Armed security is the interesting exception to the state-only rule. In IL, at least, the training to be an armed guard is less than it takes to be a pharm tech or nurse’s aide.

    I’m not familiar with the “nuclear plant security” issue you mention, but then I don’t closely follow “gun law,” per se, (at least, not any more or less than any other typical gun owner). My claimed area of expertise is in self-defense law, which is not really the same thing.

    Thanks for the information, though, interesting stuff.
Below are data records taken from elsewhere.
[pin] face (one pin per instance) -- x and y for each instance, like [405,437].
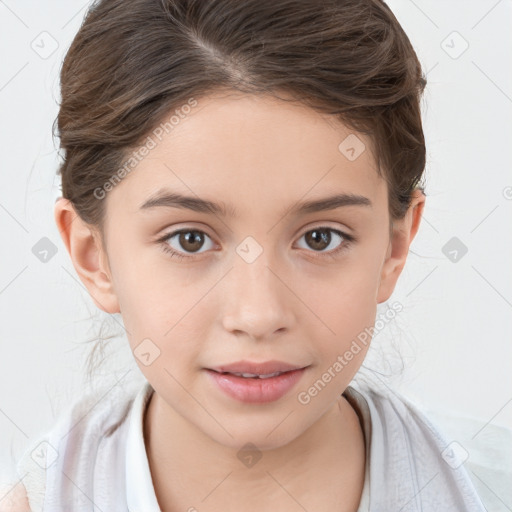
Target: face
[257,279]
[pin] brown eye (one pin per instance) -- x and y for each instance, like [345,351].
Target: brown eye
[186,241]
[326,240]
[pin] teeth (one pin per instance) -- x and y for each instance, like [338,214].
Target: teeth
[253,375]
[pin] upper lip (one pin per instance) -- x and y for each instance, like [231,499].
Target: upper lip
[263,368]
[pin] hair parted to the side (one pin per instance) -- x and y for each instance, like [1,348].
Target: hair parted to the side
[133,62]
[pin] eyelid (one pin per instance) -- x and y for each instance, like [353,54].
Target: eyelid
[348,239]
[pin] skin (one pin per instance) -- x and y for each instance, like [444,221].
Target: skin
[260,156]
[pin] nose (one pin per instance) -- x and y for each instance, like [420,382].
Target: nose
[258,301]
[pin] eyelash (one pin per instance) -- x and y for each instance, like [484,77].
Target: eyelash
[347,242]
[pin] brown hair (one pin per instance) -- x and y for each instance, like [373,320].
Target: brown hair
[134,61]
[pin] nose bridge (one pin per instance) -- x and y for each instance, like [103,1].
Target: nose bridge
[258,303]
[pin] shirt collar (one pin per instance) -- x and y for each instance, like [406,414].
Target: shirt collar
[140,493]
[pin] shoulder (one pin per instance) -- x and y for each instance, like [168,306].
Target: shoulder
[14,498]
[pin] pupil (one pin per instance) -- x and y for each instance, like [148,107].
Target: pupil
[319,238]
[196,240]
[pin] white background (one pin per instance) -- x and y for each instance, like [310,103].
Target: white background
[455,331]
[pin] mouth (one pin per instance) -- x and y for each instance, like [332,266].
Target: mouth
[256,387]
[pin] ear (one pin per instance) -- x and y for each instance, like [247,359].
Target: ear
[403,233]
[88,255]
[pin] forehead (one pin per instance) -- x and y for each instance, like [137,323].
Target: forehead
[246,150]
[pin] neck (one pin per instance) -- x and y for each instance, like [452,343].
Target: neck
[322,469]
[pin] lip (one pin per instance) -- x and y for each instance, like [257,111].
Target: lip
[263,368]
[256,390]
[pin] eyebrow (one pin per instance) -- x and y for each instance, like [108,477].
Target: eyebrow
[169,199]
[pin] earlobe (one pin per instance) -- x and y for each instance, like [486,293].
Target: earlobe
[403,233]
[84,246]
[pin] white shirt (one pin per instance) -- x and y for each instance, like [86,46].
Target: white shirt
[140,494]
[94,458]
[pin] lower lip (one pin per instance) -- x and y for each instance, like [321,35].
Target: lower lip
[254,390]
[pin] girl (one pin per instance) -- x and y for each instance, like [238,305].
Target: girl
[241,182]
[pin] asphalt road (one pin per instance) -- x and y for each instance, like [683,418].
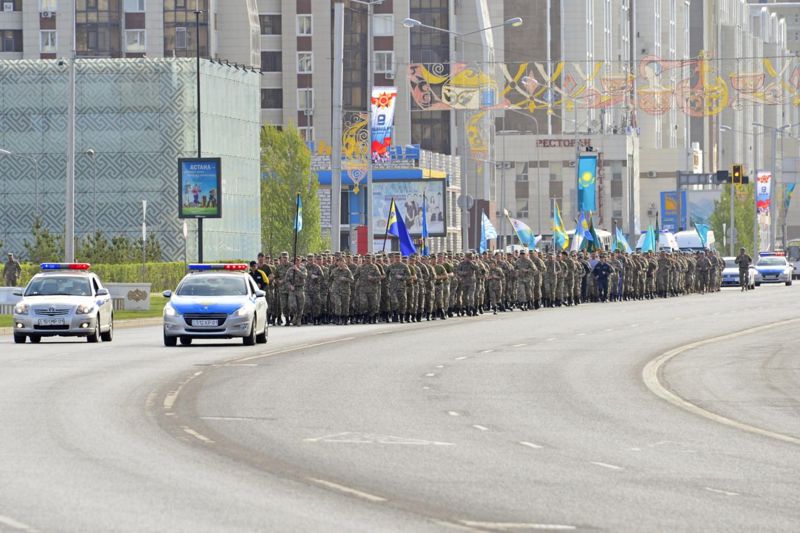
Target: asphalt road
[546,420]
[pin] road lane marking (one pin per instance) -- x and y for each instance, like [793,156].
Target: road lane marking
[347,490]
[720,491]
[14,524]
[606,465]
[651,374]
[517,525]
[198,436]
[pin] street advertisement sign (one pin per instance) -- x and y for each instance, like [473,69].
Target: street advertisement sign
[408,196]
[383,104]
[200,187]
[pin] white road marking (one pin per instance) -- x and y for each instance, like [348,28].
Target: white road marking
[606,465]
[198,436]
[651,374]
[347,490]
[517,525]
[13,524]
[719,491]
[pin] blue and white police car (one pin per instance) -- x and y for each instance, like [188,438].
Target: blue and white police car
[772,267]
[64,300]
[216,301]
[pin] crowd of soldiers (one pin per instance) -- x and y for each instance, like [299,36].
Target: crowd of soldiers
[339,288]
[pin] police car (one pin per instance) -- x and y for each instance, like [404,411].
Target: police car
[64,300]
[215,301]
[772,267]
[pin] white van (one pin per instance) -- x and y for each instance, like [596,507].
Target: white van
[689,241]
[666,241]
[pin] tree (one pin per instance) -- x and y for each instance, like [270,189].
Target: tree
[743,216]
[286,171]
[46,246]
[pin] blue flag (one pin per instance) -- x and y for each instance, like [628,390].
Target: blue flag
[298,219]
[396,226]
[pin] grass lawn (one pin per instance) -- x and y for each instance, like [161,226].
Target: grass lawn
[157,303]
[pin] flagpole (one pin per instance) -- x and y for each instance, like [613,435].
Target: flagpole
[296,216]
[386,233]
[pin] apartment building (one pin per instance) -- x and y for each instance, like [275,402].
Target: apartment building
[46,29]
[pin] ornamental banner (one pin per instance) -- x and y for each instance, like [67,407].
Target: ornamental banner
[383,104]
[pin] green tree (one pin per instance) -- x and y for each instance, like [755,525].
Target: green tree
[286,171]
[743,216]
[46,246]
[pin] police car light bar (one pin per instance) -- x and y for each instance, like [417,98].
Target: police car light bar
[230,267]
[65,266]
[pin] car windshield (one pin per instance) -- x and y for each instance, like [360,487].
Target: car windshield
[213,286]
[59,286]
[771,261]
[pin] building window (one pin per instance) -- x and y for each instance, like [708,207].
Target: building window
[304,25]
[45,6]
[305,63]
[11,40]
[305,99]
[383,25]
[271,98]
[383,62]
[270,24]
[271,61]
[134,6]
[135,41]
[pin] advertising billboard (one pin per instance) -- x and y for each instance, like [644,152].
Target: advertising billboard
[408,195]
[200,187]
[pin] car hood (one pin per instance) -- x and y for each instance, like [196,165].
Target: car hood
[207,304]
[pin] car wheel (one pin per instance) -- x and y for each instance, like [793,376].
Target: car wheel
[95,335]
[170,341]
[250,340]
[108,336]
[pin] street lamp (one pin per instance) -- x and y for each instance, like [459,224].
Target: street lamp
[411,23]
[35,175]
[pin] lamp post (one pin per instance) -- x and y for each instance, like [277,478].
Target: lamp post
[35,162]
[414,23]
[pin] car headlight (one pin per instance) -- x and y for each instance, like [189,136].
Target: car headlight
[84,309]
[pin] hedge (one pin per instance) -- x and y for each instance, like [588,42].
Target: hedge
[161,276]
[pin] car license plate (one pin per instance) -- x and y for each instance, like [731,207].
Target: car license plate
[51,321]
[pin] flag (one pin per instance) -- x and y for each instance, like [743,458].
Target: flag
[560,237]
[524,233]
[397,227]
[702,232]
[788,199]
[487,232]
[620,242]
[298,219]
[587,181]
[425,226]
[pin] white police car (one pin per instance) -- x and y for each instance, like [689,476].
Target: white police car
[216,302]
[772,267]
[64,300]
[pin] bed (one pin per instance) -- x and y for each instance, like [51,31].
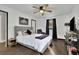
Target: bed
[30,41]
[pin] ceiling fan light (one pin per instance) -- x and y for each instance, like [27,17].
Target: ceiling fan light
[41,11]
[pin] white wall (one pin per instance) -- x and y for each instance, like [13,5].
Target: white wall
[0,27]
[61,28]
[76,14]
[13,19]
[60,20]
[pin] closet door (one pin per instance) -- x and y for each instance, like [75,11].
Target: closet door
[33,25]
[0,27]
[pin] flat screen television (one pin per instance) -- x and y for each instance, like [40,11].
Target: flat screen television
[72,24]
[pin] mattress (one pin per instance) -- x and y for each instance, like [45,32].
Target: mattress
[37,44]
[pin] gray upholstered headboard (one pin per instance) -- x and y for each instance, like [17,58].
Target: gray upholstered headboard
[20,28]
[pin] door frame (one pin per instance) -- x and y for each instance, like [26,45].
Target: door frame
[6,25]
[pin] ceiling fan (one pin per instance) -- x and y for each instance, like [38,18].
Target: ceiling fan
[42,9]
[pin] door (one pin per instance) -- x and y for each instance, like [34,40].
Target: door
[33,25]
[4,27]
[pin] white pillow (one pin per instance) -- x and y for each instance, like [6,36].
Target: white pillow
[19,32]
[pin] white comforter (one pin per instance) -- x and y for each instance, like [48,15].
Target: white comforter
[32,41]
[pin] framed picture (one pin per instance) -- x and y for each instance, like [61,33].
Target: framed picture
[23,21]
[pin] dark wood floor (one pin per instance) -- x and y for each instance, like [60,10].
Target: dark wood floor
[58,48]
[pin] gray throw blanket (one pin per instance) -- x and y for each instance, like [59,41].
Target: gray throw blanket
[42,36]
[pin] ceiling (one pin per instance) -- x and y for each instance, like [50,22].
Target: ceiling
[58,9]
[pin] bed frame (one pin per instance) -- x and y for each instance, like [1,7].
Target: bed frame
[23,28]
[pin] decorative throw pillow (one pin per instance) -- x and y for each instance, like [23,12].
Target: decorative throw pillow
[28,31]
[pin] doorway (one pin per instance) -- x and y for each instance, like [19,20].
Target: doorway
[51,28]
[33,25]
[4,28]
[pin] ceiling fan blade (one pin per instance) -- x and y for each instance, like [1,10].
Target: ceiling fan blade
[48,10]
[35,7]
[45,6]
[35,12]
[42,14]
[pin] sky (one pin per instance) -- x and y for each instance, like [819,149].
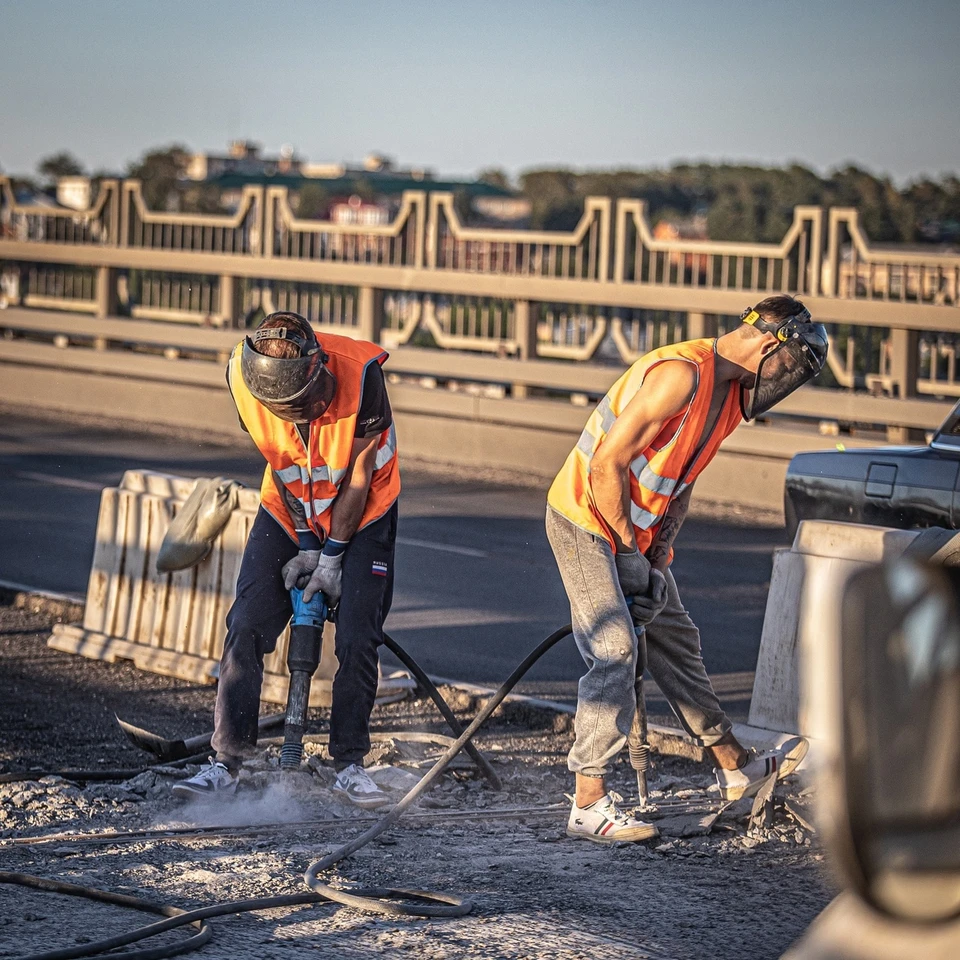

    –Andrew, @LawSelfDefense

      gene_frenkle in reply to Andrew Branca. | August 29, 2013 at 1:51 pm

      This is a little off topic, but what are your thoughts about the Zimmerman case now that new evidence about the issues Zimmerman and his wife were having the night of the incident have come to light? We now know Zimmerman was probably in a generally upset and angry state of mind that night and he subsequently misled Sean Hannity in his interview,

      HANNITY: Let’s go back to the night of the shooting. Take us back to that night. You were going to the store.

      ZIMMERMAN: Yes.

      HANNITY: Let’s start at the beginning.

      ZIMMERMAN: I was going to Target to do my weekly grocery shopping. Sunday nights was the only nights — well, Sunday after we mentored the kids, we would always go grocery shopping and do our cooking for the week. So I wanted to go to Target and I headed out. And that’s the last time I’ve been home.

      Read more: http://www.foxnews.com/on-air/hannity/2012/07/18/exclusive-george-zimmerman-breaks-silence-hannity#ixzz2dNefz4ua

      Here is what his wife just stated,

      In the interview, she also revealed that she wasn’t at their home the night of the teen’s controversial shooting because she’d had a fight with her husband.

      “I was staying at my father’s house,” she said. “We had gotten into an argument the night before and I left.”

      http://abcnews.go.com/US/wireStory/zimmermans-wife-staying-married-20104106

      Why is Zimmerman using the words “we” and “our” when his wife was not at home? Why does he appear to be speaking generally about the events before the incident? Did they “mentor” kids that day or is that just what they usually did?

      This appears to be evidence that would provide insight into Zimmerman’s state of mind on that night, i.e., he was very angry and looking for a fight because of the major fight with his wife. This is also motivation for him to mislead Hannity.

      I think this is evidence of why Zimmerman behaved in such a bizarre manner that night and made so many bad decisions that night.

        Your lengthy post is in support of your conclusion that “Zimmerman behaved in such a bizarre manner that night and made so many bad decisions that night.”

        Because the conclusion you wish to support is manifestly untrue–Zimmerman neither acted bizarrely that night nor did he make many bad decisions–your “evidence” in support of that untrue conclusion does warrant a substantive comment.

        –Andrew, @LawSelfDefense

If the law is repealed, the victims will be at a disadvantage. The criminal could claim that since the victim did not run away, he is at fault.